ABSTRACT

In Lost Bodies, Laura Tanner writes, ‘Although recent cultural criticism explores the stresses and fissures created when an embodied subject negotiates economic, political, and geographical landscapes, the normative body such criticism posits is most often a body that is healthy, functional and stable’. 1 This essay explores the relationship between bodies and space as well as between space, power and resistance in the narratives of people who inhabit what could be called ‘heterotopias of illness’. The relationship between space and power, which is central to Foucault’s work, is, as this volume demonstrates, one of the most urgent questions of our time. The ongoing critical conversation as to whether heterotopias are spaces of freedom or normalization, prompted by Foucault’s ambiguous conception of ‘other spaces’, is more alive than ever in our globalized age. This is an era where hyper-mobility and cosmopolitanism find a striking contrast in the restricted movements of refugees, illegal migrants and other people for whom movement is a luxury.
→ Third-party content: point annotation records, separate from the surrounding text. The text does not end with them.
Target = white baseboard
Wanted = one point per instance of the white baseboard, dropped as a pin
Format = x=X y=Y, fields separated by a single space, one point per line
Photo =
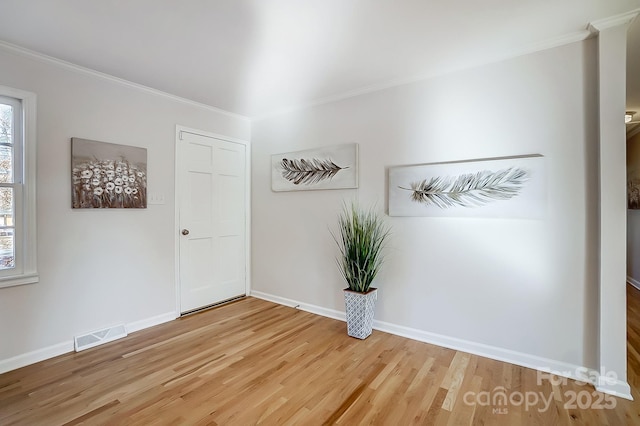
x=633 y=282
x=615 y=388
x=43 y=354
x=32 y=357
x=545 y=366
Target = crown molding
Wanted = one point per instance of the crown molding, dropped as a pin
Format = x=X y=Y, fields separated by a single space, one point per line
x=613 y=21
x=41 y=57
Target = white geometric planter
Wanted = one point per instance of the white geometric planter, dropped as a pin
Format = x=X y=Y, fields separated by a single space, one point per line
x=360 y=308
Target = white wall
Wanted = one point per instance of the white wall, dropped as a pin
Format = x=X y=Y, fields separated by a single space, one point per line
x=526 y=288
x=97 y=267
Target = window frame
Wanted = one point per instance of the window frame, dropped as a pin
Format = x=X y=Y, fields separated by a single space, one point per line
x=25 y=271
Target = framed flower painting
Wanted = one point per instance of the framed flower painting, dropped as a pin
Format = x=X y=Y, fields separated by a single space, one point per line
x=106 y=175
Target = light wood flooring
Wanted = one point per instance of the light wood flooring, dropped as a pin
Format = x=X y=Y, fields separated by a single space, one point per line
x=254 y=362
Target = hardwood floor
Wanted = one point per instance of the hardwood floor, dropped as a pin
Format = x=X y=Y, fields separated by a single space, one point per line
x=254 y=362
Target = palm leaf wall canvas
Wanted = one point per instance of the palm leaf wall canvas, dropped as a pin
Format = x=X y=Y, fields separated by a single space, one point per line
x=331 y=167
x=512 y=187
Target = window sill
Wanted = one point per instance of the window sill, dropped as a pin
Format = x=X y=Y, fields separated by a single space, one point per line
x=15 y=280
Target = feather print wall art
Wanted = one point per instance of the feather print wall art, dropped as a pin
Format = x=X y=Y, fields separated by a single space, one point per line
x=332 y=167
x=509 y=187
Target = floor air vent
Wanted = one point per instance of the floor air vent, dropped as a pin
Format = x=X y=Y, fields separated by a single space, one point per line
x=99 y=337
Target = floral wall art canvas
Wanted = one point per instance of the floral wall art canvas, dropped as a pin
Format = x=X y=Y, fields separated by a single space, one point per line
x=633 y=175
x=332 y=167
x=507 y=187
x=106 y=175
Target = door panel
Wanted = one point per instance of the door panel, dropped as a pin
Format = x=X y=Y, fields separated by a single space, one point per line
x=212 y=193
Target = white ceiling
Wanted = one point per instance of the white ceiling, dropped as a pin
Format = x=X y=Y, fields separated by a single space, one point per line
x=253 y=57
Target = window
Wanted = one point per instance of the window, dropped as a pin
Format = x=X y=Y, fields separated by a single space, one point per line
x=17 y=188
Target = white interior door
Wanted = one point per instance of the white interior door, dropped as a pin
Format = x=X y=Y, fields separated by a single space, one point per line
x=211 y=194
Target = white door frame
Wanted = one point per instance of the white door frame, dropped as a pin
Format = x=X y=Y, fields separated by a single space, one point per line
x=247 y=216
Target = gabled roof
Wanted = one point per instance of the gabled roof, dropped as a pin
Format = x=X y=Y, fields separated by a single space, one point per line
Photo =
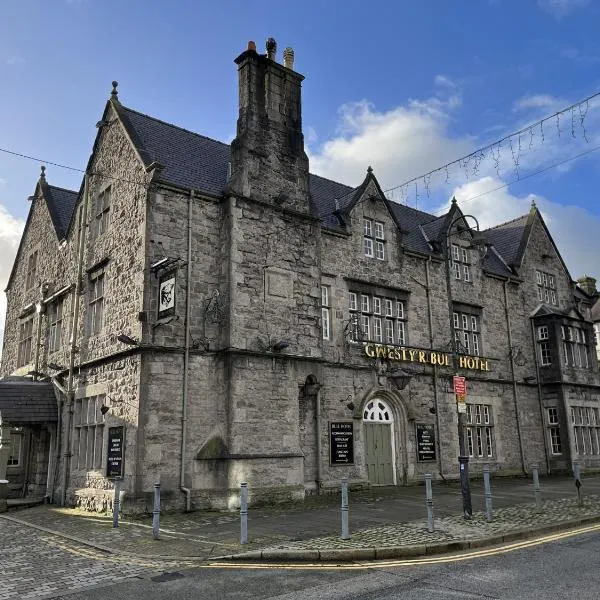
x=23 y=401
x=61 y=205
x=508 y=238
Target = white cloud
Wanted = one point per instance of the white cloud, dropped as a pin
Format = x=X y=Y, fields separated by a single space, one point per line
x=11 y=229
x=399 y=143
x=574 y=229
x=561 y=8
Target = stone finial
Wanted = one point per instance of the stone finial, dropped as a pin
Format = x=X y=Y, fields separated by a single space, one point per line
x=271 y=47
x=288 y=58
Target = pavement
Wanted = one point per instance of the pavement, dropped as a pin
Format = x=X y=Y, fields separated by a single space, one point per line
x=46 y=549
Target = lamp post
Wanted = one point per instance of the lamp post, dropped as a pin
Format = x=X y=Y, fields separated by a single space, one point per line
x=463 y=455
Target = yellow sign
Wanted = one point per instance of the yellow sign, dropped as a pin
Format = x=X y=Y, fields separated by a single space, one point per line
x=429 y=357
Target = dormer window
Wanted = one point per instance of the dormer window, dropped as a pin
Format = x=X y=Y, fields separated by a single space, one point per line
x=546 y=287
x=460 y=263
x=373 y=239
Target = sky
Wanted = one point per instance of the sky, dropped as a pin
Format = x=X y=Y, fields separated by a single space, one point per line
x=403 y=86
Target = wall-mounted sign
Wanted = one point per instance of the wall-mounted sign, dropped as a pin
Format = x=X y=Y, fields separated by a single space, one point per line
x=114 y=455
x=341 y=442
x=430 y=357
x=166 y=295
x=425 y=442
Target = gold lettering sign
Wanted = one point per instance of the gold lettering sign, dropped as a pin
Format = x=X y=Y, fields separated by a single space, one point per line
x=425 y=356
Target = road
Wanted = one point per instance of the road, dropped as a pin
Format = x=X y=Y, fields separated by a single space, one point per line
x=568 y=567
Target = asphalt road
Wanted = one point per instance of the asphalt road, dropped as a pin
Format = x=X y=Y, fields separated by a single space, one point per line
x=563 y=569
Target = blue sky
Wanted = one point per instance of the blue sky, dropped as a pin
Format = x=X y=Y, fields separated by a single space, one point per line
x=404 y=86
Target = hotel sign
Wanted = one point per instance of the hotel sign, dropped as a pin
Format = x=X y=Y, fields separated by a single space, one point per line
x=428 y=357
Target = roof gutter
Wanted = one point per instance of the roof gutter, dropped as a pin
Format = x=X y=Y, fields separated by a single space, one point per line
x=186 y=358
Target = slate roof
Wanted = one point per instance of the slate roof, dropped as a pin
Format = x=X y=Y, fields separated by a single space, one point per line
x=27 y=402
x=507 y=238
x=193 y=161
x=61 y=205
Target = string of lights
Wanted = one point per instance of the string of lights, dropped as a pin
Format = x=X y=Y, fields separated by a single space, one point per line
x=515 y=144
x=470 y=164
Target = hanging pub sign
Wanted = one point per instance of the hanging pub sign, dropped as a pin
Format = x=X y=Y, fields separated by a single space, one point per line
x=114 y=455
x=425 y=442
x=166 y=295
x=341 y=442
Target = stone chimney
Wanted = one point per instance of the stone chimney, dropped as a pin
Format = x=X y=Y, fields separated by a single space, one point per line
x=588 y=285
x=268 y=162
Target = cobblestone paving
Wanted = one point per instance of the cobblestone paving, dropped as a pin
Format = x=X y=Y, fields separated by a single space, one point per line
x=455 y=528
x=34 y=565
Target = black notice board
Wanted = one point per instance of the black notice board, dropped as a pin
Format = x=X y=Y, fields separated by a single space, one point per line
x=425 y=442
x=341 y=442
x=114 y=455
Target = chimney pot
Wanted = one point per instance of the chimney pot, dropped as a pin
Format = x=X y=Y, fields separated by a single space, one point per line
x=288 y=58
x=271 y=46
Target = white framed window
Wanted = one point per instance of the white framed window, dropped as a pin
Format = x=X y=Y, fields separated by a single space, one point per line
x=325 y=312
x=32 y=265
x=373 y=239
x=96 y=303
x=88 y=442
x=55 y=324
x=546 y=288
x=381 y=318
x=480 y=433
x=461 y=267
x=15 y=440
x=102 y=211
x=466 y=333
x=25 y=341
Debates about the nature of ‘other spaces’ are also relevant to discussions of medical spaces which, echoing scholars of heterotopias, could be seen as either ‘vulnerable and marginalized spaces’ 2 or spaces of ‘Other voices’. 3 This chapter productively adapts some of Foucault’s distinctions in ‘Of Other Spaces’ to explore the heterotopian qualities of illness and of medical spaces such as the tuberculosis sanatorium, the cancer clinic and the dementia ward in first- and third-person illness narratives. Such narratives have garnered more attention in the last few decades and have provided a means for patients to reclaim their bodies and their stories from medical discourse.